Your Vancouver Province

No rules on what's going down the drain
Water from slaughterhouses, rendering plants worries microbiologist
Margaret Munro, CanWest News Service
Published: Tuesday, July 10, 2007

Brains, eyes, tonsils and other select tissues from older cattle -- even bone dust generated when their spines are split open -- will be diverted out of the food chain to meet new federal rules that go into effect Thursday in an effort to eradicate mad-cow disease.

But the water that pours down the drains at slaughterhouses and rendering plants continues to be considered risk-free.

"It's not contaminated," says Freeman Libby, an official with the Canadian Food Inspection Agency, who likens it to "normal waste water going down your sink drain."

Mike Belosevic, a University of Alberta microbiologist, however, is not convinced.

"They are making a huge assumption," Belosevic says, noting there are "zero data" to back up claims that water from slaughterhouses and rendering plants is free of infectious prions that cause bovine spongiform encephalopathy, or mad-cow disease. "The point is no one has even looked."

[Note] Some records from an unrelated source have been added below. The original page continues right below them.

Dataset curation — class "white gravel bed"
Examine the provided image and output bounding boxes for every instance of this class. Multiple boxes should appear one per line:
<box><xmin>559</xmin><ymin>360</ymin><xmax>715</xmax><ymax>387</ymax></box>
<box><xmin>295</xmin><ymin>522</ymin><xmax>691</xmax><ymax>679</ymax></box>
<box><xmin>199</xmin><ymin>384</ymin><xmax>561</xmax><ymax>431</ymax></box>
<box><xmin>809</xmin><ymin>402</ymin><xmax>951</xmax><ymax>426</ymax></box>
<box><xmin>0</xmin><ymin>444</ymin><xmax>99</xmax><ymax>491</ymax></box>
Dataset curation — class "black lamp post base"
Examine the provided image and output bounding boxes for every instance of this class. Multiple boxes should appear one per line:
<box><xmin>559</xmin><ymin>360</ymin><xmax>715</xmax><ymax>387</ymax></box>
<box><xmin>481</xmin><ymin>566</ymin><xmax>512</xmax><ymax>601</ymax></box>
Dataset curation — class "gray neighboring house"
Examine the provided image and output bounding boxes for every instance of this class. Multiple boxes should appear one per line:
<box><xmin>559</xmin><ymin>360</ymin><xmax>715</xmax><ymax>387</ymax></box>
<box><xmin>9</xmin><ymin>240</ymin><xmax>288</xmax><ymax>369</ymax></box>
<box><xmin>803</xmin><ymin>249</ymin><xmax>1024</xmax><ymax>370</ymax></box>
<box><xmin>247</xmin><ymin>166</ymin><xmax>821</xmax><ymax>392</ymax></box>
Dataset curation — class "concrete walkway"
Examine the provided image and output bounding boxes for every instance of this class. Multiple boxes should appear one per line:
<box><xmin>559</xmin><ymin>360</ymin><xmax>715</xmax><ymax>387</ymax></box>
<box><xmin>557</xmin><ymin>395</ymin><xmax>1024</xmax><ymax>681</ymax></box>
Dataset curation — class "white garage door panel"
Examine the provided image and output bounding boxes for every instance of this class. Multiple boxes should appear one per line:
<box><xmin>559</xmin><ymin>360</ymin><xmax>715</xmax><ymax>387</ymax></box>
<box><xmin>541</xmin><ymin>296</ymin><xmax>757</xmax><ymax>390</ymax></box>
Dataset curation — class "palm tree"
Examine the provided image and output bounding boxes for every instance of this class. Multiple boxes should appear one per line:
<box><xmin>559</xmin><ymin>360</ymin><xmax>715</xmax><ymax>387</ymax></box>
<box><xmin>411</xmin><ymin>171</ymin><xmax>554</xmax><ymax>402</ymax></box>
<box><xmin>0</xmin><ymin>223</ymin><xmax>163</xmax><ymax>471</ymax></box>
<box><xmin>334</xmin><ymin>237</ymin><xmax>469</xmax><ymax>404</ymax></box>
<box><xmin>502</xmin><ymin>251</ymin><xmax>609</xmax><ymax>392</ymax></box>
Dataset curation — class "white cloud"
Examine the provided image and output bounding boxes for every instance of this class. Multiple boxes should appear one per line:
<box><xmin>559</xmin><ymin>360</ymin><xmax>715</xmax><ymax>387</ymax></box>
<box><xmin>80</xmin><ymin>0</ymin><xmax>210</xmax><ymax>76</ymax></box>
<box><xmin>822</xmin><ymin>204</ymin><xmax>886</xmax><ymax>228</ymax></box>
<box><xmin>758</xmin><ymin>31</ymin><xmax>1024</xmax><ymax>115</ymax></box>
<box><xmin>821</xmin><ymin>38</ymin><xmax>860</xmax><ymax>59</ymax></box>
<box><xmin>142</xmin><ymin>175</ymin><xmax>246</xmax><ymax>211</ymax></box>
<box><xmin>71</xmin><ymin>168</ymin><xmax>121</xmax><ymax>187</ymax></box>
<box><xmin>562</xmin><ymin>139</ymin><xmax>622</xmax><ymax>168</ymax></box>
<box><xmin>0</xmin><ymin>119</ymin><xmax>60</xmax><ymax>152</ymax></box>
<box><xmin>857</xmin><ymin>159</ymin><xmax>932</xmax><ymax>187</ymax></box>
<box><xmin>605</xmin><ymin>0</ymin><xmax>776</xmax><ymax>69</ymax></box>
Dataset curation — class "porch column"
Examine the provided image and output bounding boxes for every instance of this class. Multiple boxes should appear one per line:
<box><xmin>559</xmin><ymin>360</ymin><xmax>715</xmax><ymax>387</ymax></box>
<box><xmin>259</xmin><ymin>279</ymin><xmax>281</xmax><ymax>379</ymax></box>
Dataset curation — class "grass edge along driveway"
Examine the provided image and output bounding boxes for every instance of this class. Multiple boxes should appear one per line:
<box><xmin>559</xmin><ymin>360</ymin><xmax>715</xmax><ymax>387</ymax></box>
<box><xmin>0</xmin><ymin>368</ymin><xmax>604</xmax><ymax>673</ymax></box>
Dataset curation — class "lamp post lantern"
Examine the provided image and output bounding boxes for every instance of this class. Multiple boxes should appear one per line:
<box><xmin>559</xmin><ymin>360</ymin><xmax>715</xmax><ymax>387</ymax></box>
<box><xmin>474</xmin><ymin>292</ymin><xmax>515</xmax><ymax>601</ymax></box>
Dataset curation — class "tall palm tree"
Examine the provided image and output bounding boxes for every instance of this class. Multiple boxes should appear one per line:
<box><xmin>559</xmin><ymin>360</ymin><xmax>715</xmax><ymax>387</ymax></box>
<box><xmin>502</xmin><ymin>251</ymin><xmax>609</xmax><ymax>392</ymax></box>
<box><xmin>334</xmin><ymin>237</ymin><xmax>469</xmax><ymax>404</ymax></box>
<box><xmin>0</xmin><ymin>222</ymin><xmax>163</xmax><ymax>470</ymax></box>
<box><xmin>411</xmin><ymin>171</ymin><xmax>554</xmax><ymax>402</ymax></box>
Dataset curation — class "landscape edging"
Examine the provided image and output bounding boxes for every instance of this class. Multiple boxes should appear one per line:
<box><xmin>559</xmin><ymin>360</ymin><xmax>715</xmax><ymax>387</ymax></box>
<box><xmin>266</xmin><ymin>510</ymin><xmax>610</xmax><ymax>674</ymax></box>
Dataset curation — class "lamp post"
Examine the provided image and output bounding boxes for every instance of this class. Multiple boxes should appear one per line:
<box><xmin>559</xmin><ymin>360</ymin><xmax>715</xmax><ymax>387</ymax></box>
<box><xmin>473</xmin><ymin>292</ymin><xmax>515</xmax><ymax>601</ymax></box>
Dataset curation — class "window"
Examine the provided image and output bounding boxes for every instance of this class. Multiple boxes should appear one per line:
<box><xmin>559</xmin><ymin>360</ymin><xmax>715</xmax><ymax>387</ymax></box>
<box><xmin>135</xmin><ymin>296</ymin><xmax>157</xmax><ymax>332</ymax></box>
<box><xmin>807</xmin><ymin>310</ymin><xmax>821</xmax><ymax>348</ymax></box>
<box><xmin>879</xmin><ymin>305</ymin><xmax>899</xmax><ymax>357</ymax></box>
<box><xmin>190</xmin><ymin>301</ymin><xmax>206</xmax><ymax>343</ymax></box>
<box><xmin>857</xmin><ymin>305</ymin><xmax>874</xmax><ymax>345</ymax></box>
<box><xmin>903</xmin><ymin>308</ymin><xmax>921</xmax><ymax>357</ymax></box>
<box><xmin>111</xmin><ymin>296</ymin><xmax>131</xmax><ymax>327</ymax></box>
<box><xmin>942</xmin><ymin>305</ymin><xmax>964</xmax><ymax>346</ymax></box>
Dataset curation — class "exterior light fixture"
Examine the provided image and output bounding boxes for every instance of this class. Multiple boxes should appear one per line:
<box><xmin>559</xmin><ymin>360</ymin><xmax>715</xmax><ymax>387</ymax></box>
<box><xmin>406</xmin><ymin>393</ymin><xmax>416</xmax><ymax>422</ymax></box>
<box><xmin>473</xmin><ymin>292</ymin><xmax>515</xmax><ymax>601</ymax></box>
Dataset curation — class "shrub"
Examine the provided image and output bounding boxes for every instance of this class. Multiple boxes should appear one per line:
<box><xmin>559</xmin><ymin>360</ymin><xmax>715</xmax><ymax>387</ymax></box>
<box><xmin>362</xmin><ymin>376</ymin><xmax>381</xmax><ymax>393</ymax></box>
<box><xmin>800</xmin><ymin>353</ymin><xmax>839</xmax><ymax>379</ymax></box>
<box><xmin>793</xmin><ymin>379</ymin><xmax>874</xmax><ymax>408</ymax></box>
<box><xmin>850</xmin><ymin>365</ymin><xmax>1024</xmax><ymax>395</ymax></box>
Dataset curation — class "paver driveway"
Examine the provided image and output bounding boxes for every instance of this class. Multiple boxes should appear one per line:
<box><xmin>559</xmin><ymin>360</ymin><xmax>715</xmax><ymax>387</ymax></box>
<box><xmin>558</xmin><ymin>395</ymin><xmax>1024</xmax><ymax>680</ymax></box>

He stresses the risk is "infinitesimally small," given that only 10 cases of the mad-cow disease have turned up so far in Canada. But the possibility of prions entering and persisting in waste water cannot be discounted, says Belosevic, who is leading a $2-million project to learn more about the water used in cattle-processing facilities.

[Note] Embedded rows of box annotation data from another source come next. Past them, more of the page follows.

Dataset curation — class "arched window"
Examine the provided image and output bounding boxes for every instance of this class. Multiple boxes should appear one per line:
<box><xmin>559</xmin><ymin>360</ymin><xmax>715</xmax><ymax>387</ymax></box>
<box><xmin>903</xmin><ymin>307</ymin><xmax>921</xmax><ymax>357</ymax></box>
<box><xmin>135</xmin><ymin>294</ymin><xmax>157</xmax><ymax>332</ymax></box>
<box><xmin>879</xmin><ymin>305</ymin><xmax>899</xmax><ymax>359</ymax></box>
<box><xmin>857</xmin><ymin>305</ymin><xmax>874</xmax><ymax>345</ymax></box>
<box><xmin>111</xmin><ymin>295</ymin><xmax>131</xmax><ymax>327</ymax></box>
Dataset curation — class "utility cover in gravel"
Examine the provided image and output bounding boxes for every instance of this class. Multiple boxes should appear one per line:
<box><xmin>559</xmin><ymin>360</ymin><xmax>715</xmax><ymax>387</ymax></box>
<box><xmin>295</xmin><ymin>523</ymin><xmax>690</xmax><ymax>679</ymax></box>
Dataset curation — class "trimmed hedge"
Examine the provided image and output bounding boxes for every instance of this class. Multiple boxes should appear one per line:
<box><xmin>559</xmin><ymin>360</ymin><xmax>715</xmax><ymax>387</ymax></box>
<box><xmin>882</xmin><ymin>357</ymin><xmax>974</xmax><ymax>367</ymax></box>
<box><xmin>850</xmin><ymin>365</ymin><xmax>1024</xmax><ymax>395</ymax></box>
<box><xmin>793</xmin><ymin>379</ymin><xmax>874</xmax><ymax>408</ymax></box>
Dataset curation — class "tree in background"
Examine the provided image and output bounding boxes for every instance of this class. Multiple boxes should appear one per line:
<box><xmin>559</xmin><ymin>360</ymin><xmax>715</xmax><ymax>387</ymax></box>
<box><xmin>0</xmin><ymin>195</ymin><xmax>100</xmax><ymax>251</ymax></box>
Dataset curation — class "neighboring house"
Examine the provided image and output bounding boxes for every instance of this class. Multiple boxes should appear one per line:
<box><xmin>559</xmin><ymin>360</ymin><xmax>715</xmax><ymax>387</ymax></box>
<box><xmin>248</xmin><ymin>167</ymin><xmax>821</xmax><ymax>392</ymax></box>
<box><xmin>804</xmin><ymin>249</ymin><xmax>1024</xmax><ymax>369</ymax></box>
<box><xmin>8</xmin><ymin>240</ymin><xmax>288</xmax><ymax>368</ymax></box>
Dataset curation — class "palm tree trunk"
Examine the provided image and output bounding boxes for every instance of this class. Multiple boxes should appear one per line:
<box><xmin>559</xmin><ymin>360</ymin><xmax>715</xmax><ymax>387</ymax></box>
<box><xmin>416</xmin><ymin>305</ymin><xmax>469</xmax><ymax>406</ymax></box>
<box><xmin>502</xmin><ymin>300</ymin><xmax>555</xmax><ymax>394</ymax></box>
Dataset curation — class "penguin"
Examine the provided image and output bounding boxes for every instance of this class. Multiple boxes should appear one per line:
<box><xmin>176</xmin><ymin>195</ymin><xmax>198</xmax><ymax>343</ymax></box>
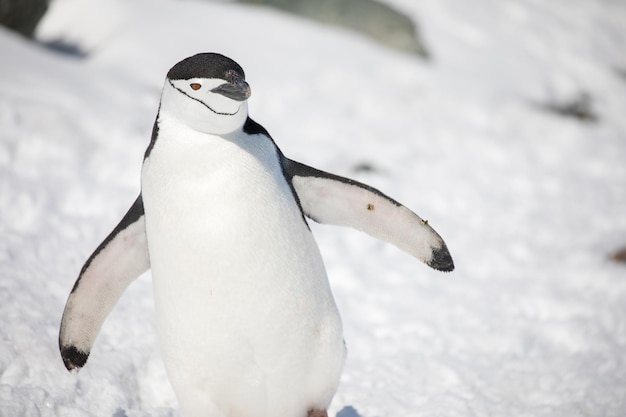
<box><xmin>59</xmin><ymin>53</ymin><xmax>454</xmax><ymax>417</ymax></box>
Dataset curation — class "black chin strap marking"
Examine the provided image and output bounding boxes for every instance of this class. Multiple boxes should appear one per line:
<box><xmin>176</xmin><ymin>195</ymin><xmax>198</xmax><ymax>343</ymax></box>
<box><xmin>167</xmin><ymin>80</ymin><xmax>241</xmax><ymax>116</ymax></box>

Saws, knives and other equipment are now washed or hosed off after use to remove tissues that will be diverted into a special waste stream as part of a multimillion-dollar effort to eradicate mad-cow disease in Canada.

The tissues, called "specified risk material," or SRM, are where infectious prions can concentrate. Prions are rogue proteins that induce abnormal folding of other proteins, leading to fatal brain-wasting diseases such as mad cow, scrapie in sheep and Creutzfeldt-Jakob disease in humans.

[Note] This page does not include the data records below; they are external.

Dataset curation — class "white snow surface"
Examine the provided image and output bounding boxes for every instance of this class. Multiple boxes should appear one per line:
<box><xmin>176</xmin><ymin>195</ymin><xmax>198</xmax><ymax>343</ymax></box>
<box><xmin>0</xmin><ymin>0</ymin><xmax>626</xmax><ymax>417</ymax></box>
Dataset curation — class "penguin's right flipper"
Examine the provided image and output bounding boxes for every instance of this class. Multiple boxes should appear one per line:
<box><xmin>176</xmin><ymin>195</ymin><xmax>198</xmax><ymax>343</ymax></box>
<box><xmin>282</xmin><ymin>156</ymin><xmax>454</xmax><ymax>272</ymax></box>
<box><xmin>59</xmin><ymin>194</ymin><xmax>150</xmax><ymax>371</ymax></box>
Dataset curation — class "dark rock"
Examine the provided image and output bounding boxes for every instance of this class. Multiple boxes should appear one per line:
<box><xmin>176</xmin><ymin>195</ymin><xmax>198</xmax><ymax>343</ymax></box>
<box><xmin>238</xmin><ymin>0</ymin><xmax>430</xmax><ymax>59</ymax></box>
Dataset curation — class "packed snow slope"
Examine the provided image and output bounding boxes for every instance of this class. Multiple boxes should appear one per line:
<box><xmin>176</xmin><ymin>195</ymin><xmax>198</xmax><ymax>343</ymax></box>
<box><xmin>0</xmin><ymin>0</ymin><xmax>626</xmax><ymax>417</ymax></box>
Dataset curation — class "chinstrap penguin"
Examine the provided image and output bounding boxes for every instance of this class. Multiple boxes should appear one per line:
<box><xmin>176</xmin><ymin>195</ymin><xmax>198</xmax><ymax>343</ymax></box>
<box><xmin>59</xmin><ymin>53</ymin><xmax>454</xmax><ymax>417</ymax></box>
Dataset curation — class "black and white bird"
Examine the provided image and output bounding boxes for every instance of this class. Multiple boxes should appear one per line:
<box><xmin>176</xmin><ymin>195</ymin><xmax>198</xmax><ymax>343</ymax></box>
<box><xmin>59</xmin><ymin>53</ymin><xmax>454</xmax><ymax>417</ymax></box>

More than 100,000 tonnes of such SRM is generated in Canada every year, the bulk of it in Alberta. Until now it has been processed like other cattle waste, most of it ending up in pet food and chicken feed, and as fertilizer and bone meal.

Once the new ban comes into effect, most of Canada's SRM will be taken to rendering plants in Calgary and reduced to dry meal. It will then be hauled to a Coronation, Alta., landfill and buried.

During rendering, the wastes are compressed and "dewatered."

"Along with that squeeze of water you may release prions," says Belosevic, who explains the proteins can persist for years and may be "bioaccumulating" in waste-water ponds.

"Say you had a rendering plant and two or three infectious animals came through in a year," he says. "You may find it in leachates from that rendering plant."

Over the next two years, researchers will look for prions in waste water from rendering plants and slaughterhouses.

The only proven ways of destroying prions are with high-temperature incineration, or a combination of heat, chemicals and high pressure.

Composting is another option, but it's problematic.

"We don't anticipate composting is going to be so effective that it will totally destroy the prions, but it could decrease the infectivity," says Belosevic.

Even so, several small slaughterhouses in northwestern Ontario are proposing to pool their waste at one compost site. However, any compost made with SRM will not be allowed on grazing land or gardens, although it might be permitted on Christmas-tree farms and golf courses.

Belosevic, meanwhile, sees more promise in a chemical process that may deform the proteins and render them non-infectious.